I mention that, because I will not be calling out one style of documentation above the rest. No, I will be adding my voice to the din. Just as a forewarning, I have no place telling anyone how documentation should be done. That being said, I will divide the documentation into three segments. The first will be the foundation, the second will be the stories, and the third will be the generated docs. They have been split based on their audience and their goal.
Foundation
I call this the foundation because it will have information pertinent to the entire project and is readable by everybody, from the managers to the developers. The goal here is to be only as technical as we need to be. To use a Heroku project as an example, this area will hold information like what technology is being used, what coding standards should be followed, what certification the app must meet, and any other project wide promises the app will be held to.

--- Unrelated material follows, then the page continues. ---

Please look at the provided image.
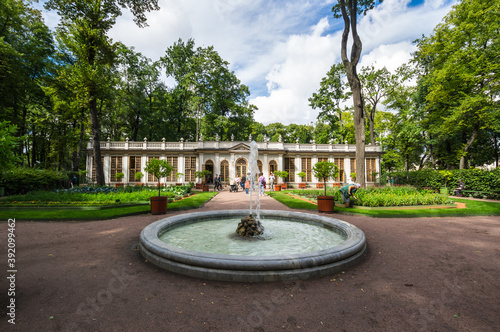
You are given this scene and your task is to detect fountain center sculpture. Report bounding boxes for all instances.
[236,214,265,237]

Much of this paragraph is built off of section five in the book, Software Architecture for Developers. If your project is using MySQL instead of PostgreSQL, that goes here. If your project is being held to five 9s, god help you and that goes here. If you have a specific task to submit your app for PCI certification, then that goes in the next section but the fact that it must be PCI certified goes here. So what is the next section?
Stories
I love stories. No, seriously, a well written user story is a wonderful thing to behold. I am basing this section off of my experiences with Jira, but I can think of no better place for documentation about what the project should be then right in the Jira stories themselves. These should contain all of the information about specific functionality that has been promised. The arrangement works out perfectly as all the information, including screen mocks can be added to the story. Questions and comments can be added as well to turn it into a living document, recorded for posterity. This should be a boon to QA testers who only have to look in one location to find out all the information on what a task should and should not do.
Code Documentation
While the above described what should happen, the code comments should communicate how. I am not talking about commenting every line of code, that is pointless and prone to error. Your code documentation should be twofold. First is structured comment blocks, ones that can be parsed by documentation generating tools, placed at the beginning of classes and at least on all public API. You can get the private methods to help out maintainers (and yourself) in the future. The next is inline comments, ONLY when there is a need to explicitly call out what you are doing. To use a real life example, to get JSTL referenced correctly in a recent project, I had to add in three lines of what can only be described as code voodoo. I added a comment stating not to remove it carelessly, why it was there, and a link to a page I got the piece of code from.
Conclusion
All told, with these three components there should be a complete picture with very little overlap or duplication. I say should because documentation is a soft skill. If you have bad code then you can get compilation errors, or test failures, or regressions in QA. Bad documentation can take a long while to surface, if they ever do. The side effect of bad documentation can be confusion, inefficiency, and delay that is hard to quantify but easy to feel. So whether it be a grain or a fast food serving worth salt, take this plan into consideration.